A friend of University of Arizona medical student James MacKenzie reacts to the news that James was accepted into the Johns Hopkins University School of Medicine. (Blake Benard/Cronkite News)

James MacKenzie and his girlfriend display the letter accepting James into the Johns Hopkins University School of Medicine.(Blake Benard/Cronkite News)

University of Arizona medical student Kristine Moss talks about being accepted into Vanderbilt University School of Medicine.(Blake Benard/Cronkite News)

University of Arizona medical student Kristine Moss talks about being accepted into Vanderbilt University School of Medicine.(Blake Benard/Cronkite News)

Sixty-six medical students held their breath. Seconds later, all 66 cheered with joy and jubilation.

Amidst the teary eyes and confetti, medical students at the University of Arizona College of Medicine in Phoenix celebrated their acceptance into residency programs at schools all across the country.

“I told myself I wasn’t going to cry, but I cried like a baby,” James MacKenzie said after learning about his acceptance into the medical school at Johns Hopkins University in Baltimore.

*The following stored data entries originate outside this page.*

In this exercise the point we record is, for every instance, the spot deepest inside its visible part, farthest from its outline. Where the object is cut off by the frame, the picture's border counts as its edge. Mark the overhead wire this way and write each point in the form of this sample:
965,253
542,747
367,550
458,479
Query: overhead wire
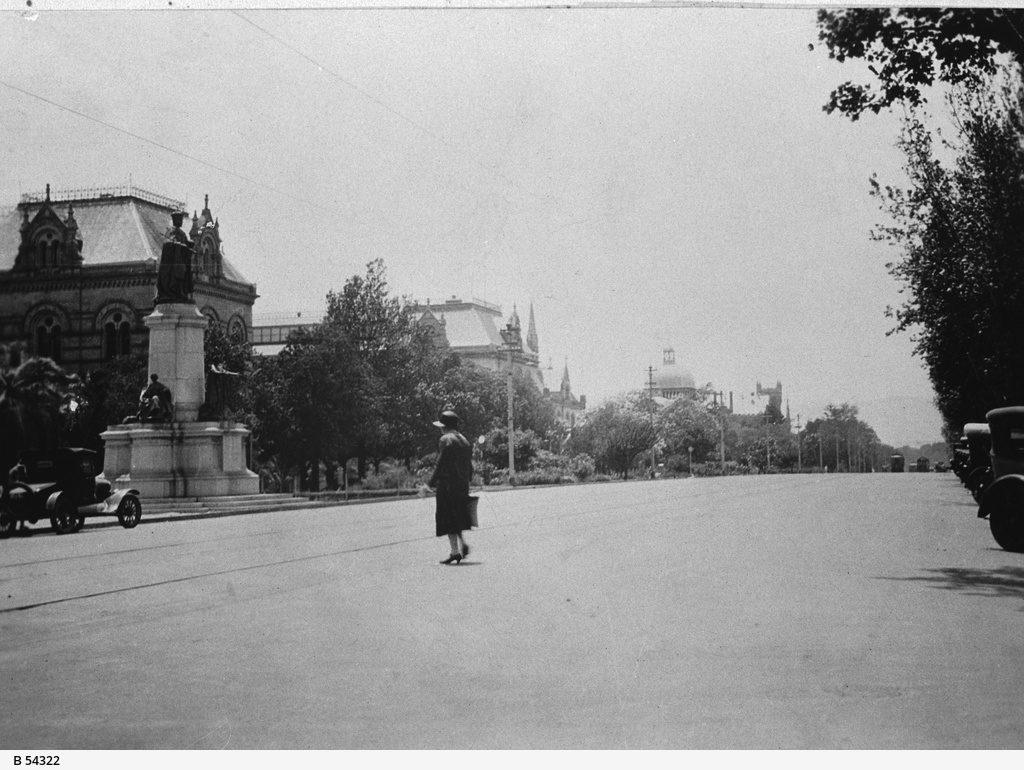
154,142
363,92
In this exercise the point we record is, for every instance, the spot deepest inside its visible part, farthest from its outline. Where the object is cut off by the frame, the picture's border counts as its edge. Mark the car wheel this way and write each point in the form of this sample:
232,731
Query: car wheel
7,524
64,519
129,511
1008,528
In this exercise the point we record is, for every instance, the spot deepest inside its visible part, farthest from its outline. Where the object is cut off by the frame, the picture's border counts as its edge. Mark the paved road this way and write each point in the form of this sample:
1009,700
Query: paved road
760,612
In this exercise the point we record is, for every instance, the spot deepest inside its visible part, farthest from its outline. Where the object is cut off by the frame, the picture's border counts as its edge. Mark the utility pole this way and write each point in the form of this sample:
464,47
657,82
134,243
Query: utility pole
800,440
650,390
513,343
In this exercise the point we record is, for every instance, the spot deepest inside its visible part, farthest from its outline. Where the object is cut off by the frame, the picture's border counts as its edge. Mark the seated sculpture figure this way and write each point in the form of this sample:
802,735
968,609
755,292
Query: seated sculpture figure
154,403
174,275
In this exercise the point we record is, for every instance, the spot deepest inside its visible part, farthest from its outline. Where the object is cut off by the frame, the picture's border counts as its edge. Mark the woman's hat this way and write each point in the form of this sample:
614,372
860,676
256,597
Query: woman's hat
449,420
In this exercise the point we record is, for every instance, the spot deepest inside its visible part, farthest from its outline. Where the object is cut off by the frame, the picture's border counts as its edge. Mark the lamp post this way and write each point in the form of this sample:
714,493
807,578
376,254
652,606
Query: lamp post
650,387
800,439
512,340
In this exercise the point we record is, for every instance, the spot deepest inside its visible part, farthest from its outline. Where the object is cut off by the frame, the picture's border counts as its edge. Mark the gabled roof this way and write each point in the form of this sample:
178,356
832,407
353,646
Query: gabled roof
122,228
467,324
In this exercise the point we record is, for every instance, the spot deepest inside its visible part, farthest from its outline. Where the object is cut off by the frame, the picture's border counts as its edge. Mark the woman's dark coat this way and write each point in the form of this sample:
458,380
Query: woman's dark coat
452,476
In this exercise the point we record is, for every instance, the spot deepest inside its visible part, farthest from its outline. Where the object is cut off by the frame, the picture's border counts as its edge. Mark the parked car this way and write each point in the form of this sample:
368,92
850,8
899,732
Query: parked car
1003,502
61,485
978,472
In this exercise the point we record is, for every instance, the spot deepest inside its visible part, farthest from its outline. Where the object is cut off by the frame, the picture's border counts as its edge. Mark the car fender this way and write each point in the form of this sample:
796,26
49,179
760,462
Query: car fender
1006,492
112,502
53,501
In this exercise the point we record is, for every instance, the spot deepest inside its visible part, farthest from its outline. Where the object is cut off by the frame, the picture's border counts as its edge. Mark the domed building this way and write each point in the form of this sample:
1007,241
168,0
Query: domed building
672,381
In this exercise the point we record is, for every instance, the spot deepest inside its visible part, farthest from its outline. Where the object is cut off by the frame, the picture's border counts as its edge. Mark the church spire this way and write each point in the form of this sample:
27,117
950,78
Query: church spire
531,341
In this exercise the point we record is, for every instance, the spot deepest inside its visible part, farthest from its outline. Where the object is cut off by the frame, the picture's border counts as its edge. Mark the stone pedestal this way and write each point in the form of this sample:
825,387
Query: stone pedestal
183,458
176,355
178,460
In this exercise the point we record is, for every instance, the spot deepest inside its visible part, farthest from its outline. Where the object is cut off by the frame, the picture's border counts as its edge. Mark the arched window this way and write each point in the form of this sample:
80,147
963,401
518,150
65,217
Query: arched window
117,336
47,249
237,329
48,338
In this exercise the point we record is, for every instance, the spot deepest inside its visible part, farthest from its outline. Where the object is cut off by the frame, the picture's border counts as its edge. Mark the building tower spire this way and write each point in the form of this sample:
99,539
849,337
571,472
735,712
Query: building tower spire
531,341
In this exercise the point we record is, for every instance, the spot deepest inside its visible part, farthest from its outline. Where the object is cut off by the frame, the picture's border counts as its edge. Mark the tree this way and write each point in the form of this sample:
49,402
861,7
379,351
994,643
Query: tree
908,49
229,362
392,351
841,440
321,381
685,424
31,397
615,433
104,397
960,228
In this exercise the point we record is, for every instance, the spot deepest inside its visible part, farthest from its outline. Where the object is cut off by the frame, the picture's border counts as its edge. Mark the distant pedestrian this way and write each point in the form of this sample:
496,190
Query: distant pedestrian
451,478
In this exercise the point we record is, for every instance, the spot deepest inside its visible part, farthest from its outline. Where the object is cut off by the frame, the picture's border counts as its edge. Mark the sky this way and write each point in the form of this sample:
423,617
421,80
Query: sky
645,177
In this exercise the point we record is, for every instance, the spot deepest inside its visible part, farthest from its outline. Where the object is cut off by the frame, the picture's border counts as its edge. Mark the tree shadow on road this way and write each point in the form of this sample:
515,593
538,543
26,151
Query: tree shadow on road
1005,583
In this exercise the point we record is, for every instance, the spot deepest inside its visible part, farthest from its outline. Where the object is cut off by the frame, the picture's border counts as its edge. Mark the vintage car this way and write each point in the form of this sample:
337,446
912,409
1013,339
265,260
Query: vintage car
1003,501
61,485
978,471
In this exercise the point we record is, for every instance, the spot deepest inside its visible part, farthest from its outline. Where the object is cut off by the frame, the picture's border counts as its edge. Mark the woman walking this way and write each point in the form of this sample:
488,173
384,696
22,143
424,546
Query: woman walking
451,478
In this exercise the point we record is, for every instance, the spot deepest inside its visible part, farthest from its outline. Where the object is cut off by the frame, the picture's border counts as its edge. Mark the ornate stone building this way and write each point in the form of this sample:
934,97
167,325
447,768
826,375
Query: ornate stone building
672,381
568,410
473,330
78,272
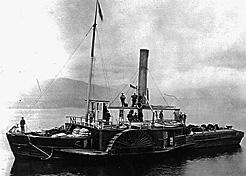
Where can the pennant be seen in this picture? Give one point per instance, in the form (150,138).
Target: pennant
(132,86)
(38,85)
(100,10)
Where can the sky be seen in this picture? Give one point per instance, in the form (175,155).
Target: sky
(193,43)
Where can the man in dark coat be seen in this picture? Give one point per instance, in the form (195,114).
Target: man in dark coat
(22,125)
(134,99)
(122,99)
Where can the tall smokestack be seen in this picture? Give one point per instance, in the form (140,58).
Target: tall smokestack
(142,77)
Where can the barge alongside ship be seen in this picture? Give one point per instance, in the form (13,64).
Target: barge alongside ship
(99,138)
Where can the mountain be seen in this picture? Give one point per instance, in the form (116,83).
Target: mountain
(61,93)
(215,104)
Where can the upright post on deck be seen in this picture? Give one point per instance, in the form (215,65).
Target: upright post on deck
(142,77)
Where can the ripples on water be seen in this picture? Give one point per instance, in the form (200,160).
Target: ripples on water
(205,163)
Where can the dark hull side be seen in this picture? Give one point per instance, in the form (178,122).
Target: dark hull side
(41,147)
(219,138)
(45,148)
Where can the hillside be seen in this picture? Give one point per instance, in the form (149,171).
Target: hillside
(64,92)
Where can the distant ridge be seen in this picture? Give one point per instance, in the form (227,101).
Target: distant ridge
(64,92)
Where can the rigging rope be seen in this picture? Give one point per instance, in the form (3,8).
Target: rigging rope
(59,72)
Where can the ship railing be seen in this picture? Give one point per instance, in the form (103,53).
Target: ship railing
(81,120)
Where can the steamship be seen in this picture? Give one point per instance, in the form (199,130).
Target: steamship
(92,136)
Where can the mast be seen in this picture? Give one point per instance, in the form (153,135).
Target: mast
(142,77)
(91,66)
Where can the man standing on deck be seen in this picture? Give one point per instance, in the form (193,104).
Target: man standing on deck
(122,99)
(161,115)
(22,124)
(134,99)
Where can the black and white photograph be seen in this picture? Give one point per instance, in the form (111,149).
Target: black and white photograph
(123,87)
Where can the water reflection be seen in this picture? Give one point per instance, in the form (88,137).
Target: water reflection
(178,165)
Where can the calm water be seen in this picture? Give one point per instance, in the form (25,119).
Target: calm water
(206,163)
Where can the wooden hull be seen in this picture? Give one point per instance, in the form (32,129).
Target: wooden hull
(40,147)
(220,138)
(44,148)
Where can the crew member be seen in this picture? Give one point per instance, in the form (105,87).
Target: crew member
(134,99)
(135,117)
(122,99)
(22,125)
(130,116)
(107,117)
(161,115)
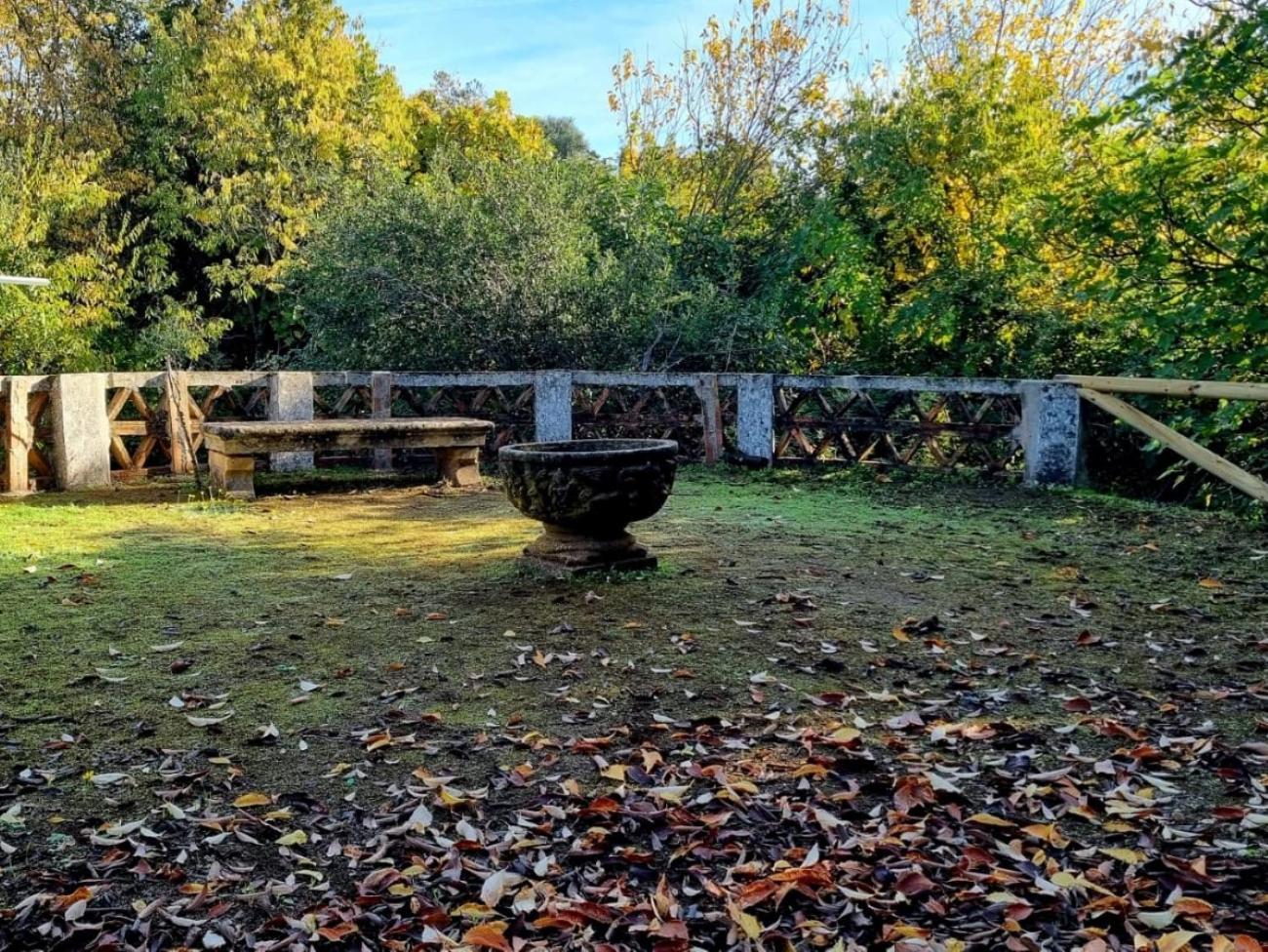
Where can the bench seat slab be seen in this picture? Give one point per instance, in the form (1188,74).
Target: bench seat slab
(231,447)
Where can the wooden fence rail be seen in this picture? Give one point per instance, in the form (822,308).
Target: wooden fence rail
(80,430)
(1098,392)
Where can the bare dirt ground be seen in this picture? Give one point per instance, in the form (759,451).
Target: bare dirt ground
(844,714)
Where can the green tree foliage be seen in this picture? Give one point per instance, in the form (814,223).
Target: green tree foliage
(1167,213)
(565,138)
(52,225)
(457,118)
(250,119)
(502,263)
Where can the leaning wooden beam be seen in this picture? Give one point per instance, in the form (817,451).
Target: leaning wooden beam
(1216,389)
(18,436)
(1212,463)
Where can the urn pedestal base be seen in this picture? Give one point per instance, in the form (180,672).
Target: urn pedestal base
(565,551)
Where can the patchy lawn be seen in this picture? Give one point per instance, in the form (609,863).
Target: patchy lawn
(844,714)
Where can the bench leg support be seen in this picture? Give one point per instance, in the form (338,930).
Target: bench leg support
(459,466)
(232,476)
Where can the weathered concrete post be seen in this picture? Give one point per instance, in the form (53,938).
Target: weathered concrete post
(710,415)
(755,418)
(380,409)
(17,436)
(81,431)
(1049,432)
(552,405)
(291,397)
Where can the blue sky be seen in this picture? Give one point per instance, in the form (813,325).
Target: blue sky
(554,56)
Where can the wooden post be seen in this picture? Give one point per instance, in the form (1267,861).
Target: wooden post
(380,409)
(18,438)
(710,415)
(1195,453)
(180,435)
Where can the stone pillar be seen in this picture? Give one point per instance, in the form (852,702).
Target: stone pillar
(81,431)
(17,436)
(380,409)
(710,416)
(1049,432)
(755,422)
(291,397)
(552,405)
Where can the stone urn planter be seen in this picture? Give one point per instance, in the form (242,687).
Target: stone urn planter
(584,492)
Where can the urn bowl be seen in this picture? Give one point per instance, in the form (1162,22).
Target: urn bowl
(584,494)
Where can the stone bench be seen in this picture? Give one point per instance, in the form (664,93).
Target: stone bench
(231,448)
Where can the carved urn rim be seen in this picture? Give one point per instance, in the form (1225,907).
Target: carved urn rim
(588,453)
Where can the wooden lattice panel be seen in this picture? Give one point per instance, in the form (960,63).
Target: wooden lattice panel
(139,443)
(896,427)
(648,414)
(30,436)
(39,459)
(140,426)
(341,402)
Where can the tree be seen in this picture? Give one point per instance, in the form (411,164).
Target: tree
(1167,216)
(565,138)
(52,224)
(939,185)
(717,122)
(456,117)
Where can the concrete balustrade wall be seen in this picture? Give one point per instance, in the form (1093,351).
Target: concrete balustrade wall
(76,422)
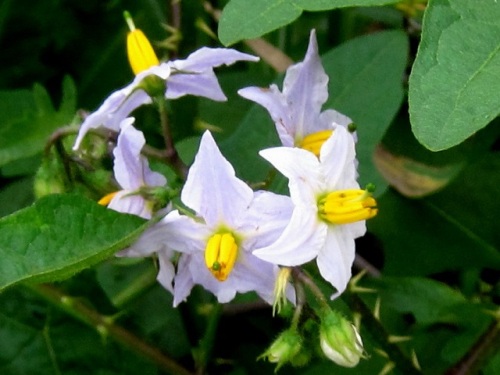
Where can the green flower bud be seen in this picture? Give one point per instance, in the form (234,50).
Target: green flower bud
(284,348)
(340,340)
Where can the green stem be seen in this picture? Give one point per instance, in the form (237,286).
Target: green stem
(104,325)
(301,300)
(172,156)
(299,274)
(204,350)
(379,334)
(487,345)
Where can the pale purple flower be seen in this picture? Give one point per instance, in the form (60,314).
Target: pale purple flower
(132,172)
(296,111)
(192,76)
(222,204)
(308,235)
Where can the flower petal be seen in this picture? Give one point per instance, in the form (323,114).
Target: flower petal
(336,257)
(300,242)
(113,111)
(267,217)
(302,169)
(337,158)
(167,270)
(275,103)
(183,281)
(306,90)
(203,84)
(207,58)
(212,189)
(128,202)
(182,233)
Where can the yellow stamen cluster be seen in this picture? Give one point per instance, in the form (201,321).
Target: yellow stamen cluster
(314,141)
(141,55)
(104,201)
(220,255)
(347,206)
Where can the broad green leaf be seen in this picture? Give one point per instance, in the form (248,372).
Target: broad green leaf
(426,299)
(27,119)
(379,59)
(410,177)
(454,81)
(37,339)
(242,19)
(455,229)
(59,236)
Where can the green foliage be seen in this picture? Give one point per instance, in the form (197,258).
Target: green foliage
(379,59)
(434,240)
(247,20)
(28,119)
(59,236)
(455,79)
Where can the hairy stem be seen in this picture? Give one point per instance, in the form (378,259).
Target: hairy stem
(487,345)
(104,325)
(377,331)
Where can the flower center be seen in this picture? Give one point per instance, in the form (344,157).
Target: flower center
(104,201)
(220,255)
(141,55)
(347,206)
(314,141)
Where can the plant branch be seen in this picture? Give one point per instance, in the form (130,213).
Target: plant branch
(380,335)
(487,345)
(105,325)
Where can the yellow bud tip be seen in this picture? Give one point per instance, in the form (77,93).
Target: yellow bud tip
(347,206)
(220,255)
(141,55)
(104,201)
(129,20)
(313,142)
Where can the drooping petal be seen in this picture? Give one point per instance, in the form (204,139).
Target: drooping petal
(337,158)
(275,103)
(302,169)
(266,218)
(306,90)
(331,118)
(212,189)
(207,58)
(336,257)
(113,111)
(128,202)
(183,281)
(183,233)
(203,84)
(300,241)
(166,273)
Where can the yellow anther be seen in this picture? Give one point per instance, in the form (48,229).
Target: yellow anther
(314,141)
(104,201)
(347,206)
(220,255)
(141,55)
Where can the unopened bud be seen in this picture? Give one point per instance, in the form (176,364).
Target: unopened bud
(340,340)
(284,349)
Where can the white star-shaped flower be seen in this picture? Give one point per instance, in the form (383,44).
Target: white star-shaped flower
(330,209)
(132,173)
(297,110)
(192,76)
(229,221)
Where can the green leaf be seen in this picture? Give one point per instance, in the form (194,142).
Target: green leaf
(27,119)
(59,236)
(242,19)
(455,79)
(455,229)
(379,59)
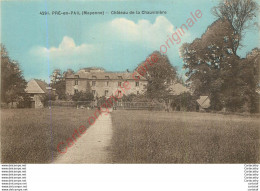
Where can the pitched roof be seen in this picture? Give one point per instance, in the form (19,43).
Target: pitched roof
(101,75)
(37,86)
(204,102)
(177,89)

MacKenzie grew up in Tucson, completed his undergraduate degree at UA, and is now months away from starting a three-year residency that allows him to complete his training as an orthopedic surgeon.

Every year, thousands of medical students like MacKenzie across the country go through the National Residency Matching Program. At 10 a.m. Friday — 1 p.m. EST — applicants learned their fate at the same moment in time.

At the UA school in Phoenix, confetti filled tubes with the letters of acceptance were dropped from balconies to the awaiting students below. Blue and red confetti flew and they opened the letters. Chaos, tears, laughter, and smiles ensued as they celebrated with their families and friends.

“Very much looking forward to it. I’m excited to learn my craft. To learn orthopedic surgery. It’s what I’ve wanted to do since starting medical school,” MacKenzie said.

MacKenzie will graduate in May. After graduation, he’ll head to Maryland to study for the next three years as a resident at the John’s Hopkins University School of Medicine.

While MacKenzie is leaving the state, many UA medical students are staying in the Valley. Twenty-four of the 66 applicants accepted residencies at the Maricopa Medical Center, Mayo Clinic, St. Joseph’s Hospital and Medical Center, Phoenix Children’s Hospital and the UA College of Medicine.

“The goal is for them to stay in Arizona. Many of them want to stay in Arizona,” said Karen Restifo, an associate dean at the medical school.

More than a third typically remain in the state to practice medicine.

“We’ve already seen a few students that were trained from this medical school who already finished their residency and are now faculty on this medical school,” Restifo said. “Obviously they are taking care of patients but also teaching students who will most likely stay in Arizona.” Restifo said.

But Arizona has a limited number of residencies available. It was a tough decision for student and mother Christine Moss.

“We were very torn between Phoenix and Nashville. Maricopa has a great emergency program that’s just as fun as the one is in Nashville,” Moss said.

Ultimately, Moss chose Vanderbilt University in Nashville so she and her husband, who is a musical engineer, can pursue their passions.

“We felt this was the right time to have a three-year adventure,” Moss said. “We definitely plan to come back home. So we get to spend three years pursuing our dreams and then come back home to our family and friends in Arizona.”

The next journey began today for 66 future doctors.

“The next three years is going to be lot of hard work. A lot of long hours in the hospital. But it’s going to be really great,” Moss said.